17. The petitioner had submitted that filing of such an application before the

learned Single Judge would be a mere formality as on the very next date, it would be

permissible for the petitioner to move the Division Bench by taking the plea that

application filed by him is not rejected and complaint is also not made by that Curt

under Sub-Section (1) of the Code. This is not the manner in which the expression

"Court has neither made a complaint under sub-Section (1) in respect of that offence

nor rejected an application for making of such complaint" can be read. It signifies

the situation where application is moved, which is kept pending and in the meantime,

main proceedings are disposed of and in so far as that application is concerned, either

necessary inquiry was not made or if inquiry was made, no opinion was formed and

complaint made under sub-Section (1) of the Code and application was also not

disposed of.

18. If after the inquiry that Court forms an opinion that prima facie no such

offence of perjury is made out, it can reject the application. That would not give rise

to a situation contemplated in sub-Rule (2) of Section 340 of the Code. In that

eventuality, the aggrieved party can file an appeal under Section 341 of the Code,

subject to its admissibility. It is only when application is also not rejected and no

decision taken thereon and complaint is also not made, that sub Section (2) would

be attracted enabling the superior Court to take cognizance. We are, therefore, of

the opinion that this petition is not maintainable as it is not open to the petitioner to

approach the Division Bench straightway without resorting to remedy provided

under sub Section (1) of Section 340 of the Code by filing application in the OMP

660/2009 in the first instance.

19. The petitioner had also raised the issue that in proceedings under Section 340

of the Code, while holding an inquiry on the application and deciding as to whether

complaint is to be made or not, the Court is not to give issue notice to the prospective

accused persons. It is not necessary to deal with this issue at length inasmuch as Mr.

Nigam had conceded to this position.

20. Before we part with, we want to make two comments about the pleadings

contained in the petition. The petitioner alleged in para 12 of the petition that even

otherwise he does not wish to prefer this matter before the Single Bench because of

its "bias:" Though at the time of arguments petitioner did not press this contention

because of in change Roster, we find these utterances as totally untenable, uncalled

for and unjustified to say the least.
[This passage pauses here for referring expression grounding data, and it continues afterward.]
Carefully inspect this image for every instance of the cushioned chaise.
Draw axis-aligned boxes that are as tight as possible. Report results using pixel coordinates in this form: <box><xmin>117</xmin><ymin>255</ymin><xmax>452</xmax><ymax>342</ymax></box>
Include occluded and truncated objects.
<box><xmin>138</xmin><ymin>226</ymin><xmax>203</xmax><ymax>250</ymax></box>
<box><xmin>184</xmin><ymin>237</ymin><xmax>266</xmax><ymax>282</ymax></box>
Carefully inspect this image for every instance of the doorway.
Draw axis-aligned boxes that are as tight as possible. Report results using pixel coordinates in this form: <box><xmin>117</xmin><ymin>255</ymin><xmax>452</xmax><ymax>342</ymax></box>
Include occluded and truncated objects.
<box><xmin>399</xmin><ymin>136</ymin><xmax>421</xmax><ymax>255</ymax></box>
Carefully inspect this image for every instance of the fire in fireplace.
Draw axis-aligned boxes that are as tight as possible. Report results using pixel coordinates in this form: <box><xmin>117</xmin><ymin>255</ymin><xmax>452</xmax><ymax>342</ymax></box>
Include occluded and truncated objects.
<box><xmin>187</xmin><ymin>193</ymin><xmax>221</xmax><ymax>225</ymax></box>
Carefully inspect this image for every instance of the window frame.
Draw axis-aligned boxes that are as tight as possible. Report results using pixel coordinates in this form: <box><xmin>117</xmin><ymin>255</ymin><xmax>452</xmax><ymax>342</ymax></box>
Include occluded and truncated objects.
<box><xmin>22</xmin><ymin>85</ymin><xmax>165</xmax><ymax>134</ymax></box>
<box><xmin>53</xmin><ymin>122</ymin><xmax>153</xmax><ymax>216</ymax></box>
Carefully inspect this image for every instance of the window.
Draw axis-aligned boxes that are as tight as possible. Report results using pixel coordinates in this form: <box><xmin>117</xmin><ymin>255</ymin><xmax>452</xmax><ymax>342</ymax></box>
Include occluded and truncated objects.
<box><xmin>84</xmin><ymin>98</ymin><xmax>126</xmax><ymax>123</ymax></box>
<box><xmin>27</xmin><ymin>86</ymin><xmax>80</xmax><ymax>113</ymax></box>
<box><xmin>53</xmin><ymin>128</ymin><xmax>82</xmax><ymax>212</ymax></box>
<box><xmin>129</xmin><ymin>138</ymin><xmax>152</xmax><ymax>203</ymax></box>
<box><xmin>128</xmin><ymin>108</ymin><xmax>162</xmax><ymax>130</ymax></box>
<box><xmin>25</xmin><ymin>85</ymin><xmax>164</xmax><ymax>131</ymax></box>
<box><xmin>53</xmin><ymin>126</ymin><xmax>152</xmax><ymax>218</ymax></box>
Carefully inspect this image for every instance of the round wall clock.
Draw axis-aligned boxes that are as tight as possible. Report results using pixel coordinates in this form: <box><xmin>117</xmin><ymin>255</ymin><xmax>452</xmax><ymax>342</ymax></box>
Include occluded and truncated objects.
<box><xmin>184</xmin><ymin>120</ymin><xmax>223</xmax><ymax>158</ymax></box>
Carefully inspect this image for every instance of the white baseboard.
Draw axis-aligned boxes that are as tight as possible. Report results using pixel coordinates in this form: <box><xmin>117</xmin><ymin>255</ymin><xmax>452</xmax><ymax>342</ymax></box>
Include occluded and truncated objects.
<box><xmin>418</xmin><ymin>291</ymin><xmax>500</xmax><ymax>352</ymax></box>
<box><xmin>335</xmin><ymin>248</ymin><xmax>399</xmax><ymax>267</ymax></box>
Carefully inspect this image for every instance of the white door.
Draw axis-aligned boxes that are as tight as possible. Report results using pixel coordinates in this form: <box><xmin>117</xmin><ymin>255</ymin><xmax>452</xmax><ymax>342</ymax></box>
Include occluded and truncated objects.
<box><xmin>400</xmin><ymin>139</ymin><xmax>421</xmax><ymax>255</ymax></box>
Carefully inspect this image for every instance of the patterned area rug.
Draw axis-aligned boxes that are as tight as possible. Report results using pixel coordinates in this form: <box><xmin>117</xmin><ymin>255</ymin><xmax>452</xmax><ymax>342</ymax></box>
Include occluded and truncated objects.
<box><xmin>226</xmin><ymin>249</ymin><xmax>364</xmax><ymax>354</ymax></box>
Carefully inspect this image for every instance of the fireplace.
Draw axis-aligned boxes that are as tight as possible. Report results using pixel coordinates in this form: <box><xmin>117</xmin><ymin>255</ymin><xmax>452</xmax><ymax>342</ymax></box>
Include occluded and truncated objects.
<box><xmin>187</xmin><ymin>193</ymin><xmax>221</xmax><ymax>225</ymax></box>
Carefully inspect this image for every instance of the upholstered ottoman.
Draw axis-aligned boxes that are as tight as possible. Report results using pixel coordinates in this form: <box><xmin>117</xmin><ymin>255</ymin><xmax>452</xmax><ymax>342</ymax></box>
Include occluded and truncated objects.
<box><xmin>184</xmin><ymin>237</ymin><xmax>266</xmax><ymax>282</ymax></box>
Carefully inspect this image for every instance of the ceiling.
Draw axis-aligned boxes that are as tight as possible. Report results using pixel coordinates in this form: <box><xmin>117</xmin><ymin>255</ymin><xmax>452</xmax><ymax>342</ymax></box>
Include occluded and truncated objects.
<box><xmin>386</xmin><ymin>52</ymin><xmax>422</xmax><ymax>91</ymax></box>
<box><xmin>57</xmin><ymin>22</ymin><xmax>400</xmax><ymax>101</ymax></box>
No doubt, petitioner is not a lawyer or law

graduate and appears in person and has drafted the petition also. At the same time,

such type of loose allegations and irresponsible pleadings are to be eschewed.

21. Other comment also relates to the pleadings qua the prospective accused

persons, most of whom are lawyers. If in the perception of the petitioner some of

the acts committed by these lawyers in certain proceedings, amount to perjury, he is

entitled to move appropriate application. But he has to be careful about the language

used by him in respect of those lawyers. Here again, we find irresponsible and loose

allegations made by the petitioner against these lawyers as if the petitioner was

pronouncing on the conduct of those lawyers. The petitioner should recite his

grievance and desist from crossing the limits by using all kinds of adjectives at this

stage, before even the veracity of his allegations is tested by the Court.

22. We hope that the petitioner adopt a caution, in this behalf, in future. As far as

this petition is concerned, the same is dismissed as not maintainable. All the

applications also stand disposed of.

(A.K. SIKRI) JUDGE

(AJIT BHARIHOKE) JUDGE MAY 17, 2010.